As you have seen now, out of the 30 given variables, many are highly correlated with each other. This means that the data set actully contains a lot of redundancy (many variables are determined by each other) and doing a PCA should enable us to reduce the data set to a smaller number of uncorrelated variables. Let's try it:

As mentioned above, we want to do our analysis on the normalized variables, so we should look at eigenvalues and eigenvectors of the correlation coefficient matrix $R$.

In [None]:
l, Q = np.linalg.eig(R)   # Create arrays l, and Q with eigenvalues and eigenvectors
# Then we sort in descending order.
idx = l.argsort()[::-1]
l = l[idx]
Q = Q[:,idx]

Let's take a look at the eigenvalues

In [None]:
print(np.round(l,1))   # Let's look at our sorted list of eigenvalues.

As explained previously, each eigenvalue denotes the variance of the corresponding principal component. 

Recall also that in the original but normalized data set, each variable has variance 1 (since the variables were normalized), but the principal components may have a larger or smaller variance (the eigenvalues above).

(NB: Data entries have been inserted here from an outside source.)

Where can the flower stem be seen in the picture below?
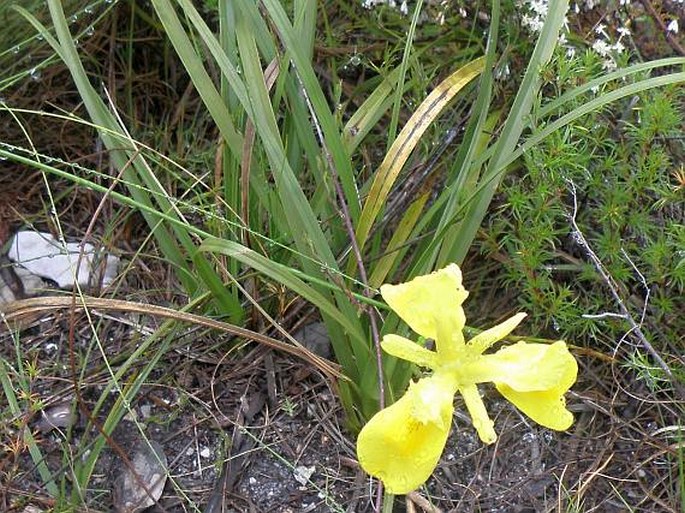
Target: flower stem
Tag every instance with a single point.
(388, 501)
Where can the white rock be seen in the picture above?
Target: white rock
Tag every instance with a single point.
(43, 255)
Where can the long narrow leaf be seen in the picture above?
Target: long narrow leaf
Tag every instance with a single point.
(409, 137)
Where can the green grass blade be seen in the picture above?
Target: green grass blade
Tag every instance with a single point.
(409, 137)
(513, 127)
(29, 440)
(305, 72)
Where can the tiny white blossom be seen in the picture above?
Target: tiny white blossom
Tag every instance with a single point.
(623, 31)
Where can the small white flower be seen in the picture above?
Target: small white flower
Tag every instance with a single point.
(623, 31)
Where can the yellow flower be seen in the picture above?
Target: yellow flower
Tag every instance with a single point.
(401, 445)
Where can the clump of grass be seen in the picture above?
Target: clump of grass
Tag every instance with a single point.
(624, 164)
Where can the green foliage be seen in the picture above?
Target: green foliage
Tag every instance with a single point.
(623, 163)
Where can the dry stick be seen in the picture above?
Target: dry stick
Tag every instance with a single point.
(625, 314)
(347, 219)
(71, 336)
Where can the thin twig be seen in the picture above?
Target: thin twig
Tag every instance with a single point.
(347, 220)
(624, 312)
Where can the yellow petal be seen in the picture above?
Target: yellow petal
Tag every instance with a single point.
(479, 415)
(484, 340)
(428, 300)
(401, 445)
(525, 367)
(410, 351)
(547, 408)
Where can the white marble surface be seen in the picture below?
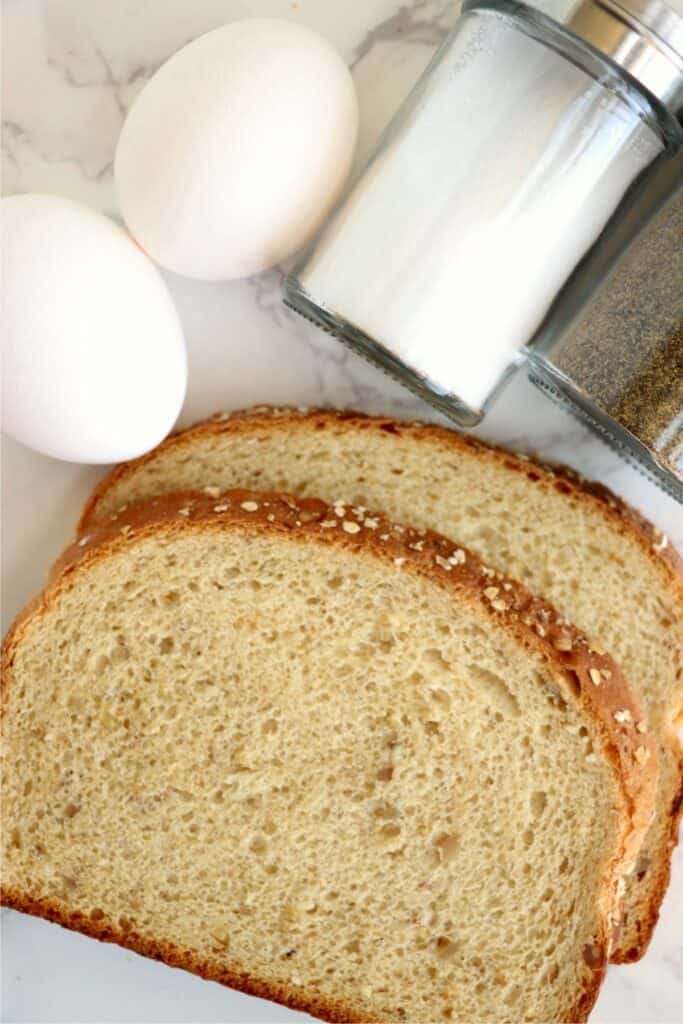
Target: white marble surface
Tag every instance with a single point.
(71, 70)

The total variance of the 30 components is the same though:

In [None]:
sum(l)  # Calculate the sum of the eigenvalues 
        # (i.e. the sum of the variance of the 30 principal components)

# Exercise 2(b)

1. How much of the total variance is attributed by the first two principal components.
2. How many principal components do we need to attribute for at least 90% of the total variance?

Submit your answers in LAMS.
 
- Recall that for example `l[0:3]` will give you the first three entries `l[0]`, `l[1]` and `l[2]` of `l`. 
- To get the sum of the three first entries you can use `sum(l[0:3])`.
- The sum of all eigenvalues is simply `sum(l)`


In [None]:
# Go ahead

# Exercise 2(c)

1. Create a new dataframe `Np` containing the principal components of your nomalized data `N`.
2. Create a scatter plot of two first principal components against each other. If the columns of `Np` have no labels, you can access them by index instead. Just remember that the first column has index 0. Also, use the same trick as before, to assign a red color to malignant cases and green color to benign cases.
3. Does it look like we could use the first two principal components to guess whether an observation comes from a malignant or a benign case. Explain with a few words (just the idea, no detail needed).